Oct 6, 2015 8:30 PM in response to wvburg

Do you have a Fusion drive? Please post the output of the following Terminal commands


diskutil list

diskutil cs list

sudo gpt -vv -r show /dev/disk0

sudo fdisk /dev/disk0


If you have a Fusion drive, then


sudo gpt -vv -r show /dev/disk1

sudo fdisk /dev/disk1


The "sudo" commands will prompt for your password, and it will not be echoed back. You may also see a warning about improper use of "sudo" and potential data loss due to "abuse" of the command.

Oct 7, 2015 12:58 PM in response to Loner T

Here is the result of the second command you sent me:

gpt show: /dev/disk1: mediasize=3000592982016; sectorsize=512; blocks=5860533168

gpt show: /dev/disk1: Suspicious MBR at sector 0

gpt show: /dev/disk1: Pri GPT at sector 1

gpt show: /dev/disk1: Sec GPT at sector 5860533167

start size index contents

0 1 MBR

1 1 Pri GPT header

2 32 Pri GPT table

34 6

40 409600 1 GPT part - C12A7328-F81F-11D2-BA4B-00A0C93EC93B

409640 3305004560 2 GPT part - 53746F72-6167-11AA-AA11-00306543ECAC

3305414200 1269760 3 GPT part - 426F6F74-0000-11AA-AA11-00306543ECAC

3306683960 456

3306684416 988278784 4 GPT part - EBD0A0A2-B9E5-4433-87C0-68B6B72699C7

4294963200 2040

4294965240 1565305744 5 GPT part - 53746F72-6167-11AA-AA11-00306543ECAC

5860270984 262144 6 GPT part - 426F6F74-0000-11AA-AA11-00306543ECAC

5860533128 7

5860533135 32 Sec GPT table

5860533167 1 Sec GPT header

Oct 7, 2015 3:34 PM in response to wvburg

Due to limitation of legacy Windows (BIOS/MBR) and 2TB limit, the start address of the Windows volume must be within the first 2TB sector addresses of the disk.
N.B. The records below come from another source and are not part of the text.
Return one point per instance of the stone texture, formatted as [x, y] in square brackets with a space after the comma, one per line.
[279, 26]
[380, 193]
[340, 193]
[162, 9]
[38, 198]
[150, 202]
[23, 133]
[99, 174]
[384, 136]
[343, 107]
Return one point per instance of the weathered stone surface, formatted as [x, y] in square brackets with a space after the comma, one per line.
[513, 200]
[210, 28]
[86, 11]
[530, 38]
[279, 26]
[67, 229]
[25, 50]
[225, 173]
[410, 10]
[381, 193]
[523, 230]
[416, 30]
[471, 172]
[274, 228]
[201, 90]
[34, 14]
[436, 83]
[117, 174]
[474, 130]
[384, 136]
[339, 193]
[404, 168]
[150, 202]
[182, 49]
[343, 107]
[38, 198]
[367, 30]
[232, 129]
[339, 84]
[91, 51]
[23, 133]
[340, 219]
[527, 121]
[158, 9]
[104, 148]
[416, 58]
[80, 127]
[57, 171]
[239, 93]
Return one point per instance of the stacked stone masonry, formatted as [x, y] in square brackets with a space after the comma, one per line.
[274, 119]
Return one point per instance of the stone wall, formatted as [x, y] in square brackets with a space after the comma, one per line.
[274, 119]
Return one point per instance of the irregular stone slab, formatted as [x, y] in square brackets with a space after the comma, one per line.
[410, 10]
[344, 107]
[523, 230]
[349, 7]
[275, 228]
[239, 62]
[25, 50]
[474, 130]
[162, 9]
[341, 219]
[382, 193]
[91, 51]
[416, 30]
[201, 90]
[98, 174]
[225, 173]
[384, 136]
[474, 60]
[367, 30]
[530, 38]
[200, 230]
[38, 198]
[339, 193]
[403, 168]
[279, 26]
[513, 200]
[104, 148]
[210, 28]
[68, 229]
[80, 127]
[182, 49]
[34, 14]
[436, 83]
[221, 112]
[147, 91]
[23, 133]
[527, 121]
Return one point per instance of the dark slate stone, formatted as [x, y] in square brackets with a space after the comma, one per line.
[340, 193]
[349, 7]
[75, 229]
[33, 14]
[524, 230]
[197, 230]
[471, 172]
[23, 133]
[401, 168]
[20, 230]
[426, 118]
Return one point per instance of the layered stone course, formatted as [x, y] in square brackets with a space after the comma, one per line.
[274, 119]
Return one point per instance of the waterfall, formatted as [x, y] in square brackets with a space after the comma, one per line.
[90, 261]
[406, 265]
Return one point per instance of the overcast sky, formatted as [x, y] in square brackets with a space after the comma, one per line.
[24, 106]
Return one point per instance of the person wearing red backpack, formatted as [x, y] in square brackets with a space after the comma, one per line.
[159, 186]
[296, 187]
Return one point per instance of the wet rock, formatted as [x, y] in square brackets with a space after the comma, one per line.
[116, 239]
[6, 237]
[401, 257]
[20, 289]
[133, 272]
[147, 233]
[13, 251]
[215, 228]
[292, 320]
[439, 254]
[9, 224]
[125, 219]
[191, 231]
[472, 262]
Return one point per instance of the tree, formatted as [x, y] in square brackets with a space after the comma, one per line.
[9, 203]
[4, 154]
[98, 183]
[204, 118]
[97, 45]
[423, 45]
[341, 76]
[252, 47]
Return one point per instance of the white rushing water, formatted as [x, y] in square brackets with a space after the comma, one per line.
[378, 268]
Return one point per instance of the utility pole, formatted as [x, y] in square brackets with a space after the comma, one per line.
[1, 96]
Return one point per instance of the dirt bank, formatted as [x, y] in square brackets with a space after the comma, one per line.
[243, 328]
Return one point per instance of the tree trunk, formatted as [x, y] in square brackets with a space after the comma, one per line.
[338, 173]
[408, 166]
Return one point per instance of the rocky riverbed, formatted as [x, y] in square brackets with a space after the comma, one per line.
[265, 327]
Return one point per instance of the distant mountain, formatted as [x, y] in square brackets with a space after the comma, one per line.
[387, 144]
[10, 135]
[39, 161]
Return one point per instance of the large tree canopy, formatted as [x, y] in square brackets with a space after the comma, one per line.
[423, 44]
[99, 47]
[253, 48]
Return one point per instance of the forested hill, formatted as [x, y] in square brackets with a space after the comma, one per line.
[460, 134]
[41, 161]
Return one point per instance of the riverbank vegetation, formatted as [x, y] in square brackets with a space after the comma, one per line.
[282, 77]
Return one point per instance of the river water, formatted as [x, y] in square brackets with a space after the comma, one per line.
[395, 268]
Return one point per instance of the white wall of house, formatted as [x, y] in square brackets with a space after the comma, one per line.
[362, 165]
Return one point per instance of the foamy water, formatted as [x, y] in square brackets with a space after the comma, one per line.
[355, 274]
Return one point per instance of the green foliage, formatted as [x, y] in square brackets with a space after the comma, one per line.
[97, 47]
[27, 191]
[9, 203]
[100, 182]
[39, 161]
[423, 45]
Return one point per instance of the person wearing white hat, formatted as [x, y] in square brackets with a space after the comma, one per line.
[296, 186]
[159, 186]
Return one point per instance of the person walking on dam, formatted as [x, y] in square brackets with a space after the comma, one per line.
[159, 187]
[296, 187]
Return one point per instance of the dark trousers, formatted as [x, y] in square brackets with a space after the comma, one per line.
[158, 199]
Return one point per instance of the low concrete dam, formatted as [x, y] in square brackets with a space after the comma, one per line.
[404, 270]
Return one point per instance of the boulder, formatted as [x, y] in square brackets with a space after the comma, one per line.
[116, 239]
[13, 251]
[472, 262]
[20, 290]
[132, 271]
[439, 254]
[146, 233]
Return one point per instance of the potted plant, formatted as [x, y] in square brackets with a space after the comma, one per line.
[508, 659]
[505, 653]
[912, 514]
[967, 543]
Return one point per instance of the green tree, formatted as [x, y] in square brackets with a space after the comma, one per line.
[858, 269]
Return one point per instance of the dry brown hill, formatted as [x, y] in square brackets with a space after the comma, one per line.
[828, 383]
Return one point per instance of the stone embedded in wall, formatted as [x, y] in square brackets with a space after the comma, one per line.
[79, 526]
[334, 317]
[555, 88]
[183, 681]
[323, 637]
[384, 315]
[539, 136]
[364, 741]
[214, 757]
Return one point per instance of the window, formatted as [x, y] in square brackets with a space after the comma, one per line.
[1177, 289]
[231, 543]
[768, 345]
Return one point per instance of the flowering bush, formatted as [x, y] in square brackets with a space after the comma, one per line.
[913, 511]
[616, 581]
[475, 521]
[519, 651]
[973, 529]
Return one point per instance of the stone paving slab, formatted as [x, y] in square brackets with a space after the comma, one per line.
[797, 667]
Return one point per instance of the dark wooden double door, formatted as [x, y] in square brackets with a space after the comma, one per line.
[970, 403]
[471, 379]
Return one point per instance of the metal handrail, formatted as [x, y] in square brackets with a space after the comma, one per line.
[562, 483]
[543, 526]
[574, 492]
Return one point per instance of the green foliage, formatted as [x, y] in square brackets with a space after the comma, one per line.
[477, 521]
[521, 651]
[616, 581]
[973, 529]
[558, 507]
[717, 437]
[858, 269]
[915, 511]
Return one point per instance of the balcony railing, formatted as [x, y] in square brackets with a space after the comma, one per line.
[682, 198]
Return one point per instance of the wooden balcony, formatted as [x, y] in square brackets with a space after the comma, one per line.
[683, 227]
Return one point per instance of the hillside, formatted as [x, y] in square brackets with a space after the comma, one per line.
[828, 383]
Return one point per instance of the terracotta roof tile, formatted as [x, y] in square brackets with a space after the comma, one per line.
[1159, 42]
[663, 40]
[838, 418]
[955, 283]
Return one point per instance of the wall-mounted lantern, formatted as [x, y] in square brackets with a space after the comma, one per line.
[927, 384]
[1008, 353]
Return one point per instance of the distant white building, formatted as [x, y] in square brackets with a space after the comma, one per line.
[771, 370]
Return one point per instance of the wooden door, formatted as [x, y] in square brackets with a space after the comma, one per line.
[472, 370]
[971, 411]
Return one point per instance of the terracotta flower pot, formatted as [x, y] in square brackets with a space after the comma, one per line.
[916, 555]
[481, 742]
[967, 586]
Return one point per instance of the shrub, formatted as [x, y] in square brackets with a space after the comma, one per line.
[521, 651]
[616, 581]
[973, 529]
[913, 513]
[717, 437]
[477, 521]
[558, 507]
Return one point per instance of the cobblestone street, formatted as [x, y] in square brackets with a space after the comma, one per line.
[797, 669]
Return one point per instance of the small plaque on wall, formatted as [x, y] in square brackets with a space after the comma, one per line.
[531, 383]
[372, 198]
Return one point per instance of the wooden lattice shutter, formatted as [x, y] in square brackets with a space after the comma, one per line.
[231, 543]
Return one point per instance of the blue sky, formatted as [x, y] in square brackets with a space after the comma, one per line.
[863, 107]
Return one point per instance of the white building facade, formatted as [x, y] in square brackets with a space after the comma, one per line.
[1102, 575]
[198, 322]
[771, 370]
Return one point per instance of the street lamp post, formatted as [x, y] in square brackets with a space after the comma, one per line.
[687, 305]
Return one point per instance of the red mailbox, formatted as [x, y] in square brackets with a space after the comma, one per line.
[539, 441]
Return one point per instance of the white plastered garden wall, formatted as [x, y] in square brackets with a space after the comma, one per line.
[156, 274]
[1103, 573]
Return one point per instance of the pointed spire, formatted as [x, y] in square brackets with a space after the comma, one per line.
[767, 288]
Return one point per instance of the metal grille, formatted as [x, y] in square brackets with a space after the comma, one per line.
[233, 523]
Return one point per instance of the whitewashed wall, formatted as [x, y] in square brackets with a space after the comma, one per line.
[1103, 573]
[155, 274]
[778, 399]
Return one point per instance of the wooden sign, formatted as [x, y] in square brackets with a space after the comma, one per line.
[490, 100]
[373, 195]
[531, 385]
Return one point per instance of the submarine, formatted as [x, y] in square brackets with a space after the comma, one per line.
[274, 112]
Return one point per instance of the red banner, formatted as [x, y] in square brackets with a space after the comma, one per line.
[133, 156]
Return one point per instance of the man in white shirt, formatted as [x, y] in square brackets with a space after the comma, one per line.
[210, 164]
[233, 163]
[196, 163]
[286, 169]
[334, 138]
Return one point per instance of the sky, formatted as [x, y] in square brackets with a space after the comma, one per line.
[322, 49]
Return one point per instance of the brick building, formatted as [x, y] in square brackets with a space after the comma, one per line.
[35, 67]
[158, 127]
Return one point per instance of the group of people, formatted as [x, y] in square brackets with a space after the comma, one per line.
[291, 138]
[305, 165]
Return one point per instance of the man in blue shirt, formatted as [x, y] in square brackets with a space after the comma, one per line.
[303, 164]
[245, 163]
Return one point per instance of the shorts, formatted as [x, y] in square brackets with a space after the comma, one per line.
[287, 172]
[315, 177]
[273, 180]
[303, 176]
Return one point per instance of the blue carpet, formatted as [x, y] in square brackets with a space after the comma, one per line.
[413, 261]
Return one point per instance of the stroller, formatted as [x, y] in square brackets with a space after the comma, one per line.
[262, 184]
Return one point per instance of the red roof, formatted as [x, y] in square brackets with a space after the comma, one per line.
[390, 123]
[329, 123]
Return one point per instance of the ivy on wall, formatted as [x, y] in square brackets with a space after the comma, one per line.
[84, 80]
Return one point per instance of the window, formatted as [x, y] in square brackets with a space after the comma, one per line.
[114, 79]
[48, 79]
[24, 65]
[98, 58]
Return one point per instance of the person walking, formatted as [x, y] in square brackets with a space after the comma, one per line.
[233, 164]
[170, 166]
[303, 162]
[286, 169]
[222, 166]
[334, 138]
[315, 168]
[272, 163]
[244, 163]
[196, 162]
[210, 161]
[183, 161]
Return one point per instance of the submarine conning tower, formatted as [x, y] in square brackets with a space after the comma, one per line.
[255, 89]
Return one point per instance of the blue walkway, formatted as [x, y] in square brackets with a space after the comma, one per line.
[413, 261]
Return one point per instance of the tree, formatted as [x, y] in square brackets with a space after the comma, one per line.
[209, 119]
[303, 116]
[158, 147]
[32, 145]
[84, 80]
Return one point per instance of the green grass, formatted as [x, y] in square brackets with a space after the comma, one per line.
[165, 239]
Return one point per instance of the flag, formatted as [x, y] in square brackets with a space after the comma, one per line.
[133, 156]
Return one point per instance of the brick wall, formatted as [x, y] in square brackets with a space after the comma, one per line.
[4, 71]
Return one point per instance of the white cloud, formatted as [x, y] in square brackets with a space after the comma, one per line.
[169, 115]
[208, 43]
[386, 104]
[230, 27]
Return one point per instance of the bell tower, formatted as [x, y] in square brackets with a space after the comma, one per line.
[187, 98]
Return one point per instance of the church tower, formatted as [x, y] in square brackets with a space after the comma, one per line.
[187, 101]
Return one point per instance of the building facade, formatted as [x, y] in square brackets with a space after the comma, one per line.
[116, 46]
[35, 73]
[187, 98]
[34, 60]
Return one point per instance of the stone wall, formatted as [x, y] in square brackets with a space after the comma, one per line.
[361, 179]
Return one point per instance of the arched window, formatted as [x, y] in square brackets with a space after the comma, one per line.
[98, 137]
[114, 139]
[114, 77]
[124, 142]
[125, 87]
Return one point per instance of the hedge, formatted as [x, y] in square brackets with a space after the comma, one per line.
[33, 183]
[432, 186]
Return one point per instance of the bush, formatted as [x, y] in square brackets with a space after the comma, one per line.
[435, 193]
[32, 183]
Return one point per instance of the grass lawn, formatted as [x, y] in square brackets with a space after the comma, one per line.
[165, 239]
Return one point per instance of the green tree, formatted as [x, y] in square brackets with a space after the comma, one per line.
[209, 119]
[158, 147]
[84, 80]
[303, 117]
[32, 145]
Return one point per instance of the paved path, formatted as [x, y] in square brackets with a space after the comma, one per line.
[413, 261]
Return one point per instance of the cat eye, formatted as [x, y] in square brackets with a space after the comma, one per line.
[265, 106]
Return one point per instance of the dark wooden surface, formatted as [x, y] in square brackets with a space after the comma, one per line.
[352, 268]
If your Windows installation is smaller than 1TB, remainder of the disk is merged into OSX using a CoreStorage volume. This is why you see your Macintosh HD entry twice, because it is in two parts, with BC/Windows in the middle. This is normal on a 3TB Fusion drive with a legacy Windows installation.

Oct 7, 2015 6:14 PM in response to wvburg

wvburg wrote:


So does this mean the 801.44 GB of the second Macintosh HD is not going to be used?

It will be used. In a CS volume, the SSD part contains the frequently used files, while less often used files can end up on the HDD part.

Also, would the only way to repartition my hard drive be to restore my whole computer back to factor settings? Thanks for the help!

If you remove BC/Windows it will merge the chunks of disk space back into a whole volume. It may still have separate underlying physical parts.